Doch jetzt musste ich all meine Gedanken auf den bevorstehenden Kampf fokussieren. Ich ließ meinen Gegner auf mich zukommen. Er täuschte links an, machte einen Schlag rechts. Ich parierte problemlos, startete einen Gegenangriff. Ich musste seine Schwäche finden, sonst hatte ich gegen diesen Profi keine Chance. Es war ein intensiver und kräftezehrender Kampf. Ich machte einen Spezialtrick, den mir mein alter Lehrmeister Gero beigebracht hatte. Wie ich es erhofft hatte, wehrte der Schattenkönig den Schlag nicht ab, er war scheinbar zu erstaunt wegen der immensen Kraft, die ich für den Schlag nach dem Trick hatte. Zu meiner großen Überraschung sank er benommen zu Boden. Vor Anstrengung fast zitternd hielt ich ihm mein Schwert unter die Kehle. Ich konnte es nicht fassen: Ich hatte den legendären Schattenkönig besiegt!

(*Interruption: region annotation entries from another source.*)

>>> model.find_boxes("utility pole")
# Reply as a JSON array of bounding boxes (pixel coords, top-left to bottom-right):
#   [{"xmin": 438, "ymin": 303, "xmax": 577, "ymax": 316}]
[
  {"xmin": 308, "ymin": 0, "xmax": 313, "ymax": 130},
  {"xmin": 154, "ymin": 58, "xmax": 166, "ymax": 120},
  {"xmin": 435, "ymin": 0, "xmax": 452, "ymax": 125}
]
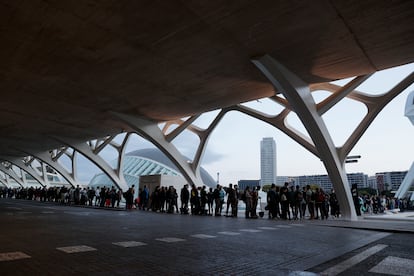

Doch vor Erstaunen war das Einzige, was ich herausbrachte: „Wollen sie mit mir kommen, gnädige Frau?“ Die ehemalige Königin wirkte sehr gefasst, nein schon eher erleichtert, wie befreit. Sie nickte nur kurz mit dem Kopf und folgte mir. Draußen angekommen, schwangen wir uns auf Saphirs Rücken und flogen hinaus, raus aus dem Schloss, raus aus der Welt, raus aus der Höhle und raus aus dem Hunnengraben.

Ich hatte meine Aufgabe erledigt und wurde nicht aus dem Dorf verbannt, und dazu hatte ich noch eine schöne Frau gefunden, die vielleicht ja auch meine Frau werden würde.